As to the whole boosting thing to begin with - there is simply no proof of it. Just a theory people use to try and make sense why some teams tend to rank higher (and yet shockingly win tons of championships? Makes no sense).

The only evidence I ever saw of actual research of teams getting bumps or drops showed nothing for the usual suspects. The highest that year iirc were UT and Mizzou (one theory being 247 is in Nashville, so maybe some availability bias is there...but just an idea).



Or just do away with every team people "believe" gets boosts, despite the lack of actual evidence. Now take all the rest. Correlations abound. It's not like teams 3-10 are annual bums. And all the 4 star and 3 star correlations to being drafted, literally hundreds every year, exist even if 2 teams had boosts. It is what it is.

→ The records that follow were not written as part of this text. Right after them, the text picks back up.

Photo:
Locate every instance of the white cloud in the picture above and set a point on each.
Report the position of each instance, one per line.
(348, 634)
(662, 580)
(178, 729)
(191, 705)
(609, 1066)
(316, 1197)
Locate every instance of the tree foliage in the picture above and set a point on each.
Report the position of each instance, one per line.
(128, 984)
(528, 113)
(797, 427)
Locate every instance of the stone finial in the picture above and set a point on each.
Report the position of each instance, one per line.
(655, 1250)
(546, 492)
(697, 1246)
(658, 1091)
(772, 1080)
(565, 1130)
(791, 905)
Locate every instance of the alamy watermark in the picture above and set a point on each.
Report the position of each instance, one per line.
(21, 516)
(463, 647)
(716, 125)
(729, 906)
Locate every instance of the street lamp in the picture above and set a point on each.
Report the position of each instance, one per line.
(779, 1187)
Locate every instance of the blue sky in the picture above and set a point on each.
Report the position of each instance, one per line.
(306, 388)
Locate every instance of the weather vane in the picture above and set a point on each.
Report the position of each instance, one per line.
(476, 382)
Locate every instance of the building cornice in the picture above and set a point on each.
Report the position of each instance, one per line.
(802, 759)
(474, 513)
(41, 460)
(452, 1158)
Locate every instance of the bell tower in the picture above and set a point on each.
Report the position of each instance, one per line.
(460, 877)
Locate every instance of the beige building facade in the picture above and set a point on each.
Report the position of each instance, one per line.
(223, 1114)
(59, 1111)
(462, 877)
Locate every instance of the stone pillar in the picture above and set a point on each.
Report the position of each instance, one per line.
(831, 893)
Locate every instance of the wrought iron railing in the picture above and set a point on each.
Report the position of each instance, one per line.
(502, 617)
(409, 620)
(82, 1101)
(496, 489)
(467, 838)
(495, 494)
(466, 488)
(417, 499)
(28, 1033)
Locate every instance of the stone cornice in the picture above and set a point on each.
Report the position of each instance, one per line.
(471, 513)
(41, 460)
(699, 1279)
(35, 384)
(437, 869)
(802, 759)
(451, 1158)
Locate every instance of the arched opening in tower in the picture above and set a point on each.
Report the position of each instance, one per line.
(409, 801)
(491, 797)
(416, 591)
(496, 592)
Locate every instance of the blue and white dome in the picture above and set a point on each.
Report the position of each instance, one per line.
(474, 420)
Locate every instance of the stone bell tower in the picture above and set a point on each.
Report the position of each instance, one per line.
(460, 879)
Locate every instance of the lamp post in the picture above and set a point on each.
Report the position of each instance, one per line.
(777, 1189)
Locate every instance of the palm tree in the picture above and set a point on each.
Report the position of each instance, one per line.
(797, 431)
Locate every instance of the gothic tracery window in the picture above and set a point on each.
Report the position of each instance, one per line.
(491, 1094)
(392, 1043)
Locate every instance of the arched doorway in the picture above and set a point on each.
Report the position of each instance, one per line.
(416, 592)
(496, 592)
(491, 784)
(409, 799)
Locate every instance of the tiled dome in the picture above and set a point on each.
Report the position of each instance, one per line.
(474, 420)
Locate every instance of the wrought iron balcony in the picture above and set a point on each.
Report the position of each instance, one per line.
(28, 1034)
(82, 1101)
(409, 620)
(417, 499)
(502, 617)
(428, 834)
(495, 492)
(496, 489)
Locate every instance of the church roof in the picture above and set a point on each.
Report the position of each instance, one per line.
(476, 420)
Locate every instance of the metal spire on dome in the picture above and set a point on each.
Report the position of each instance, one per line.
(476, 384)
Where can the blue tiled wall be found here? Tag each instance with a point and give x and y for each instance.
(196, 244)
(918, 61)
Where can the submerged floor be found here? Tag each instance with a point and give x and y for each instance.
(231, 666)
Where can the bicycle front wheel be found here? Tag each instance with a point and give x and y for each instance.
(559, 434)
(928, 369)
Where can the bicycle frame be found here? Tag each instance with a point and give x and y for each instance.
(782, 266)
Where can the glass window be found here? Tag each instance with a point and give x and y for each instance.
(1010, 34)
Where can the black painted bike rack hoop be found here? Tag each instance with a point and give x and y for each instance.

And none of this is to say they are anywhere near perfect, or we should decry a 3* croot (hate that FF behavior) or assume a 5* is a lock. But the odds are obvious.
The assumption is implicit in your argument. Your argument is:

The original services are correct. They bump an athlete (favor?). Thus, we should expect that the athlete will underperform the new ranking (again, b/c the original ranking was correct).

The actual argument that you are debating against is:

The original ranking was incorrect, and the athlete was actually more talented than they initially claimed. When Bama took an interest and ranked him high on their board, the services reranked in favor of Bama's opinion over their own original opinion. Thus, when the athlete doesn't underperform, it's proof that the services aren't as good as some claim, and it's more important for coaches to find talent than recruit to stars.